A solicitação foi aceita pela 4ª Vara Criminal de Guarulhos, determinando que a partir de agora a mulher trans seja tratada nos autos pelo pronome feminino e como Xuxa, o nome social.
Entenda decisão
- A decisão da Corte foi baseada em uma resolução do Conselho Nacional de Justiça (CNJ) que estabelece que a identidade de gênero tem caráter autoafirmativo.
- Com isso, a Justiça deve reconhecer a condição de gênero da pessoa com base apenas em sua autodeclaração, dispensando a necessidade de qualquer intervenção médica, cirurgia ou decisão judicial prévia para a alteração.
De acordo com a denúncia do MP, Xuxa passou, por diversas vezes, pela rua da criança de 11 anos durante o período da tarde entre os meses de junho e setembro de 2025. Os fatos aconteceram no bairro Recreio São Jorge, em Guarulhos (SP). Xuxa “por diversas vezes, de forma continuada, praticou atos libidinosos contra a vítima”, diz o MP.

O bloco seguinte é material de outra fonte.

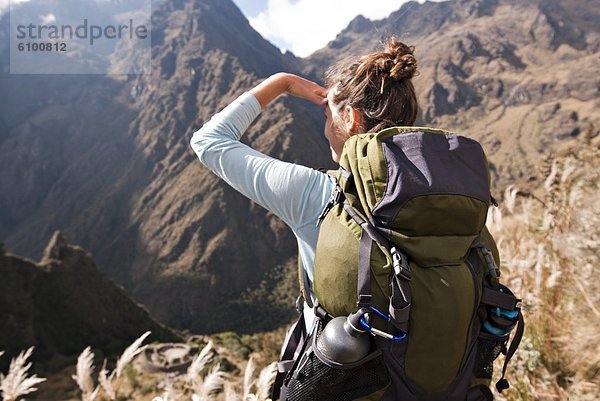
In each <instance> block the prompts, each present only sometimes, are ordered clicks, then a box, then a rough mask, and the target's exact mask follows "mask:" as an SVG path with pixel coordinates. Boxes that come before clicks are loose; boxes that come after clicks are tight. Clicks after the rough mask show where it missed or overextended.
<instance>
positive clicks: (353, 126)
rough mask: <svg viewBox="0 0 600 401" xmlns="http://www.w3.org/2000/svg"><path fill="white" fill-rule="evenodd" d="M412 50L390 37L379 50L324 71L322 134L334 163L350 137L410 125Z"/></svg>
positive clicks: (344, 61) (415, 106) (413, 119)
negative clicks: (377, 51)
mask: <svg viewBox="0 0 600 401" xmlns="http://www.w3.org/2000/svg"><path fill="white" fill-rule="evenodd" d="M413 52H414V47H411V46H407V45H405V44H404V43H402V42H400V41H398V40H397V39H396V38H391V39H389V40H388V42H387V43H386V45H385V48H384V50H383V51H382V52H376V53H372V54H368V55H366V56H362V57H360V58H358V59H356V60H351V61H342V62H341V63H339V64H337V65H335V66H334V67H332V68H331V69H330V70H329V71H328V72H327V76H326V81H327V87H328V88H329V91H328V96H327V107H326V111H325V113H326V116H327V122H326V124H325V136H326V137H327V139H328V140H329V144H330V145H331V151H332V157H333V159H334V160H335V161H339V156H340V155H341V152H342V148H343V145H344V142H345V141H346V139H348V138H349V137H350V136H351V135H353V134H357V133H362V132H378V131H381V130H382V129H385V128H389V127H394V126H407V125H413V124H414V122H415V119H416V117H417V109H418V104H417V97H416V94H415V89H414V87H413V84H412V82H411V78H412V77H413V76H414V75H416V74H417V61H416V59H415V57H414V55H413Z"/></svg>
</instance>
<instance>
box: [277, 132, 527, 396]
mask: <svg viewBox="0 0 600 401" xmlns="http://www.w3.org/2000/svg"><path fill="white" fill-rule="evenodd" d="M329 174H331V175H333V176H334V177H335V179H336V180H337V184H338V185H337V188H336V189H335V191H334V193H333V195H332V197H331V199H330V202H329V203H328V205H327V207H326V209H325V210H324V211H323V213H322V215H321V217H320V218H319V224H320V232H319V238H318V243H317V249H316V255H315V264H314V282H313V283H312V291H313V292H314V294H315V295H316V298H317V300H318V305H317V307H318V308H319V309H320V310H323V311H325V312H326V313H325V314H322V316H325V317H324V320H325V322H324V323H326V321H327V317H326V316H329V317H331V316H333V317H335V316H346V315H349V314H352V313H355V312H356V311H357V310H363V311H364V312H366V316H367V317H368V321H367V320H366V319H365V320H363V321H362V323H363V325H364V327H365V328H368V329H369V331H370V332H371V333H372V334H374V336H373V339H374V341H373V344H374V346H373V347H374V348H375V349H377V350H378V351H377V352H381V358H382V359H383V361H384V364H385V367H386V370H387V374H388V375H389V379H388V380H386V381H385V382H387V385H385V386H379V387H383V388H381V389H380V391H379V392H377V393H375V394H373V395H372V396H371V397H368V398H361V397H357V398H352V396H347V397H345V398H344V397H333V396H332V397H331V398H327V399H332V400H333V399H336V400H338V399H348V400H350V399H361V400H363V399H365V400H366V399H369V400H379V399H381V400H406V401H417V400H432V401H433V400H450V401H454V400H455V401H465V400H469V401H471V400H489V399H492V395H491V392H490V390H489V388H488V385H489V383H490V380H491V373H492V363H493V361H494V359H495V358H496V357H497V356H498V354H499V353H500V352H501V351H502V352H504V353H507V350H506V344H507V341H508V336H509V334H510V330H511V329H512V328H513V327H514V326H515V325H516V324H517V322H520V324H519V325H518V326H519V329H518V330H517V332H518V333H517V334H518V337H519V338H520V336H521V333H522V329H523V321H522V317H521V314H520V308H519V305H518V303H519V300H518V299H516V298H515V297H514V296H513V295H512V293H510V291H509V290H508V289H507V288H506V287H504V286H501V285H500V284H499V282H498V277H499V270H498V268H497V265H498V264H499V257H498V251H497V248H496V245H495V242H494V240H493V238H492V237H491V235H490V234H489V232H488V231H487V229H486V228H485V222H486V216H487V211H488V208H489V206H490V203H491V202H492V201H493V198H492V197H491V195H490V178H489V170H488V164H487V160H486V157H485V154H484V152H483V149H482V148H481V146H480V144H479V143H478V142H477V141H475V140H472V139H469V138H466V137H463V136H460V135H456V134H452V133H450V132H446V131H442V130H435V129H430V128H416V127H396V128H390V129H386V130H383V131H381V132H379V133H368V134H360V135H355V136H352V137H351V138H350V139H348V140H347V141H346V143H345V145H344V150H343V153H342V156H341V160H340V169H339V170H337V171H334V172H329ZM304 277H305V280H304V285H311V283H307V281H306V276H304ZM491 310H492V311H495V310H497V311H498V313H500V311H503V312H504V311H508V312H510V313H509V314H508V315H505V314H502V315H500V314H499V315H498V317H497V319H496V321H494V322H492V324H493V325H499V327H500V329H501V330H499V331H498V330H497V332H496V335H491V334H489V333H485V332H484V331H485V330H482V324H483V322H484V321H486V320H489V319H488V317H489V316H488V315H490V311H491ZM515 311H516V312H515ZM513 312H515V313H517V314H514V313H513ZM492 329H494V327H492ZM492 329H491V330H492ZM386 336H387V338H386ZM515 337H517V336H515ZM517 345H518V341H513V343H512V344H511V347H510V350H508V351H509V352H508V355H507V358H506V361H507V360H508V359H510V356H511V355H512V353H514V351H515V349H516V346H517ZM505 368H506V366H505ZM363 370H364V369H363ZM357 374H360V369H358V370H357ZM291 376H293V374H292V373H289V374H288V377H291ZM359 379H360V378H357V377H354V378H352V379H350V382H355V383H359V382H360V380H359ZM350 385H351V384H349V383H345V384H341V387H340V388H344V389H347V388H348V386H350ZM298 386H299V387H298ZM506 387H508V384H507V383H506V380H505V379H504V371H503V377H502V379H501V380H500V382H499V384H498V389H499V390H502V389H504V388H506ZM296 388H302V383H300V385H297V387H296ZM282 399H286V400H295V399H301V398H294V397H293V396H289V395H288V396H285V397H282ZM322 399H326V397H322Z"/></svg>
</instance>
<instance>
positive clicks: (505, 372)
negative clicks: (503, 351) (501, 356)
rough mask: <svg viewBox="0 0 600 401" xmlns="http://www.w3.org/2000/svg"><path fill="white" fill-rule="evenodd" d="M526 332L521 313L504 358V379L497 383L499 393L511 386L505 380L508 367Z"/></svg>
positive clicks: (500, 377) (520, 311) (524, 325)
mask: <svg viewBox="0 0 600 401" xmlns="http://www.w3.org/2000/svg"><path fill="white" fill-rule="evenodd" d="M524 331H525V320H524V319H523V314H522V313H521V311H519V321H518V323H517V331H516V332H515V336H514V337H513V340H512V341H511V343H510V346H509V347H508V351H507V352H506V357H505V358H504V365H503V366H502V377H500V380H498V382H497V383H496V389H497V390H498V392H499V393H501V392H502V391H504V390H506V389H507V388H508V387H510V385H509V384H508V380H506V379H505V378H504V376H505V375H506V368H507V367H508V363H509V362H510V359H511V358H512V357H513V355H514V354H515V352H516V351H517V348H518V347H519V344H520V343H521V339H522V338H523V332H524Z"/></svg>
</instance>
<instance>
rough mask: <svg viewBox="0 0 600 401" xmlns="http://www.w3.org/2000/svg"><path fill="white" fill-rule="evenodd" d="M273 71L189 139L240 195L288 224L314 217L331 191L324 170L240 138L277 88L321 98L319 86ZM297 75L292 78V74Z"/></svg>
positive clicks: (271, 97)
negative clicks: (250, 145) (239, 141)
mask: <svg viewBox="0 0 600 401" xmlns="http://www.w3.org/2000/svg"><path fill="white" fill-rule="evenodd" d="M286 76H287V74H276V75H274V76H272V77H270V78H268V79H267V80H265V81H264V82H263V83H261V84H259V85H258V86H257V87H255V88H254V89H253V90H252V91H250V93H245V94H243V95H242V96H240V97H239V98H238V99H236V100H235V101H234V102H233V103H231V104H230V105H229V106H227V107H226V108H225V109H223V111H221V112H220V113H218V114H216V115H215V116H213V118H211V120H210V121H208V122H207V123H206V124H205V125H204V126H203V127H202V128H201V129H200V130H198V131H197V132H196V133H194V135H193V137H192V139H191V145H192V148H193V149H194V151H195V152H196V154H197V155H198V158H199V159H200V161H201V162H202V163H203V164H205V165H206V166H207V167H208V168H209V169H210V170H212V171H213V172H214V173H215V174H217V175H218V176H219V177H221V178H222V179H223V180H225V181H226V182H227V183H228V184H229V185H231V186H232V187H233V188H235V189H236V190H238V191H239V192H241V193H242V194H243V195H245V196H247V197H248V198H250V199H252V200H253V201H255V202H257V203H258V204H260V205H262V206H263V207H265V208H267V209H268V210H270V211H272V212H273V213H274V214H276V215H277V216H279V217H280V218H281V219H282V220H283V221H285V222H286V223H287V224H288V225H289V226H290V227H292V229H297V228H299V227H301V226H302V225H305V224H308V223H311V222H313V221H314V220H315V219H316V217H317V216H318V214H319V213H320V211H321V210H320V209H321V208H322V205H323V204H324V203H325V202H326V201H327V199H328V198H329V196H330V192H331V186H332V185H331V181H330V179H329V177H327V175H326V174H323V173H321V172H319V171H316V170H314V169H311V168H308V167H305V166H300V165H296V164H292V163H287V162H283V161H280V160H277V159H274V158H272V157H269V156H266V155H264V154H262V153H260V152H257V151H255V150H254V149H252V148H250V147H248V146H246V145H244V144H242V143H241V142H239V139H240V138H241V136H242V134H243V133H244V132H245V131H246V130H247V128H248V127H249V126H250V124H251V123H252V121H254V119H255V118H256V117H257V116H258V115H259V114H260V111H261V108H262V107H265V106H266V105H267V104H268V103H269V102H270V101H272V100H273V99H275V98H276V97H277V96H278V95H279V94H282V93H292V94H295V95H297V96H299V95H300V96H299V97H303V98H306V99H308V98H309V97H312V99H311V100H313V101H315V103H319V102H322V97H321V95H319V94H318V93H317V92H315V91H318V90H320V89H322V88H321V87H319V86H318V85H317V84H314V83H312V82H310V81H306V80H303V79H302V78H299V77H295V76H294V77H295V78H294V79H292V80H291V85H290V80H288V79H286V78H285V77H286ZM296 78H297V79H296Z"/></svg>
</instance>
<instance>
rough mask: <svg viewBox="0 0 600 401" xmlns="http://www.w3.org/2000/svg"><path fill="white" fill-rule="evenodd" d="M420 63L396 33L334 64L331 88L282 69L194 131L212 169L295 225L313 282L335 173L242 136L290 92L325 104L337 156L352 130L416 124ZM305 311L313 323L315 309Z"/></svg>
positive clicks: (200, 151)
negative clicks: (257, 143)
mask: <svg viewBox="0 0 600 401" xmlns="http://www.w3.org/2000/svg"><path fill="white" fill-rule="evenodd" d="M416 68H417V63H416V60H415V57H414V55H413V48H411V47H409V46H406V45H405V44H403V43H401V42H399V41H398V40H396V39H395V38H392V39H390V40H389V41H388V43H387V44H386V46H385V49H384V50H383V51H382V52H377V53H373V54H370V55H367V56H364V57H361V58H359V59H357V60H356V61H354V62H351V63H344V64H340V65H338V66H337V67H335V68H333V69H332V70H330V71H329V72H328V76H327V83H328V87H329V89H325V88H323V87H321V86H319V85H318V84H316V83H314V82H311V81H308V80H306V79H303V78H301V77H298V76H296V75H292V74H286V73H278V74H275V75H273V76H271V77H269V78H268V79H266V80H265V81H263V82H262V83H260V84H259V85H257V86H256V87H254V88H253V89H251V90H250V91H249V92H247V93H244V94H243V95H241V96H240V97H239V98H237V99H236V100H235V101H233V102H232V103H231V104H230V105H229V106H227V107H226V108H225V109H224V110H223V111H221V112H220V113H218V114H216V115H215V116H213V118H212V119H211V120H210V121H209V122H207V123H206V124H205V125H204V126H203V127H202V128H201V129H200V130H198V131H197V132H196V133H194V135H193V137H192V139H191V146H192V148H193V149H194V151H195V152H196V154H197V155H198V158H199V159H200V161H201V162H202V163H203V164H204V165H206V166H207V167H208V168H209V169H210V170H212V171H213V172H214V173H215V174H217V175H218V176H219V177H221V178H222V179H223V180H225V181H226V182H227V183H228V184H230V185H231V186H232V187H233V188H235V189H236V190H238V191H239V192H241V193H242V194H244V195H245V196H247V197H248V198H250V199H252V200H253V201H255V202H256V203H258V204H260V205H262V206H263V207H265V208H266V209H268V210H269V211H271V212H272V213H274V214H275V215H277V216H278V217H279V218H281V219H282V220H283V221H284V222H285V223H286V224H287V225H288V226H289V227H290V228H291V229H292V231H293V232H294V235H295V236H296V238H297V241H298V248H299V254H300V258H301V260H302V267H303V269H304V271H305V272H306V274H307V276H308V279H309V280H311V281H312V280H313V262H314V257H315V248H316V244H317V236H318V233H319V229H318V227H317V226H316V222H317V219H318V216H319V215H320V214H321V212H322V211H323V209H324V207H325V205H326V204H327V202H328V200H329V198H330V196H331V193H332V191H333V188H334V186H335V182H334V180H333V179H332V178H331V177H329V176H328V175H327V174H325V173H322V172H320V171H317V170H314V169H311V168H308V167H305V166H300V165H296V164H292V163H286V162H283V161H280V160H276V159H273V158H271V157H269V156H266V155H264V154H261V153H259V152H257V151H255V150H253V149H252V148H250V147H248V146H246V145H244V144H242V143H241V142H239V140H240V138H241V136H242V135H243V134H244V132H245V131H246V129H247V128H248V127H249V126H250V124H251V123H252V122H253V121H254V119H255V118H256V117H257V116H258V115H259V114H260V112H261V110H263V109H264V108H266V107H267V105H268V104H269V103H270V102H272V101H273V100H274V99H276V98H277V97H278V96H279V95H282V94H284V93H287V94H291V95H293V96H297V97H299V98H302V99H307V100H309V101H311V102H313V103H315V104H317V105H322V106H324V107H325V115H326V119H327V120H326V124H325V137H326V138H327V140H328V141H329V145H330V148H331V156H332V158H333V160H334V161H336V162H337V161H339V158H340V155H341V153H342V148H343V145H344V142H345V141H346V140H347V139H348V138H349V137H350V136H351V135H354V134H357V133H364V132H377V131H380V130H382V129H384V128H387V127H392V126H408V125H412V124H413V123H414V121H415V118H416V115H417V108H418V106H417V100H416V95H415V91H414V87H413V85H412V82H411V78H412V77H413V76H414V75H415V74H416ZM305 312H306V313H305V316H306V324H307V327H310V322H311V321H312V318H311V316H312V310H311V309H310V308H306V310H305Z"/></svg>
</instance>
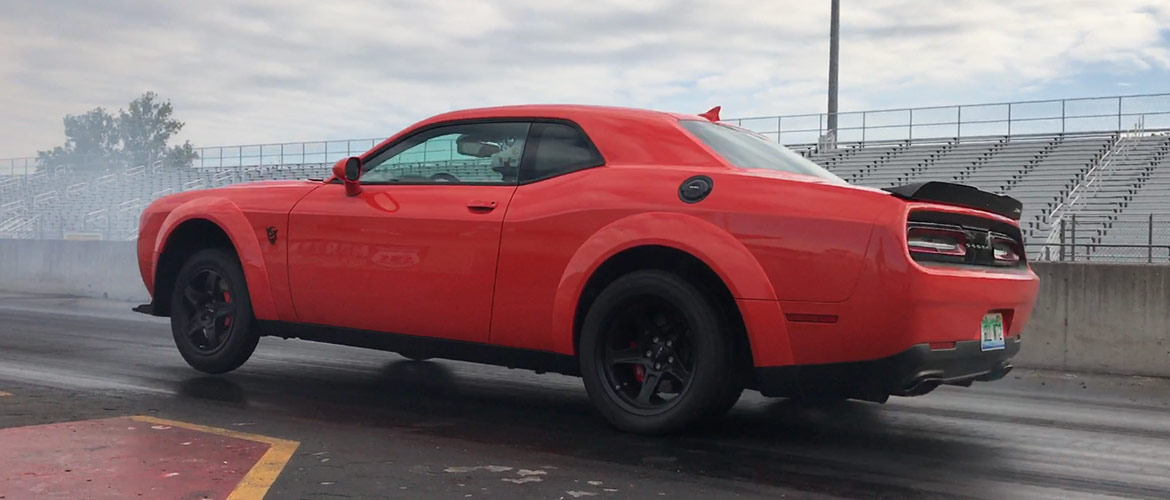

O MP baseou sua denúncia no boletim de ocorrência, laudo pericial, laudo psicológico e depoimentos de testemunhas.
“No dia 03 de outubro de 2025, por volta das 13h30min, no mesmo endereço, praticou atos libidinosos contra a mesma vítima menor, agarrando-a por trás e ordenando que ela tocasse seu órgão genital”, detalha o MP.
A denúncia foi recebida pela Justiça no dia 31 de outubro de 2025. Antes mesmo de virar ré, a mulher trans já estava presa preventivamente.
Após a aceitação da denúncia, a Justiça determinou a prisão temporária da acusada.
“A atualização dos cadastros processuais e a orientação para que todos os envolvidos no processo se refiram à acusada Xuxa Bergamini pelo nome social e pronome feminino. O nome registral permanecerá nos autos para fins de identificação formal, coexistindo com o nome social que deverá ser empregado para o tratamento cotidiano e a identificação na praxe forense. Sendo assim, a partir de agora o Juízo passará a tratar a parte ré utilizando-se o artigo feminino”, determinou a Justiça.
Com base em resolução do CNJ, a Justiça deu a Xuxa o direito de manifestar sua preferência sobre o local onde deverá cumprir sua prisão preventiva. Após isso, um juiz definirá se a ré pode ou não mudar de presídio.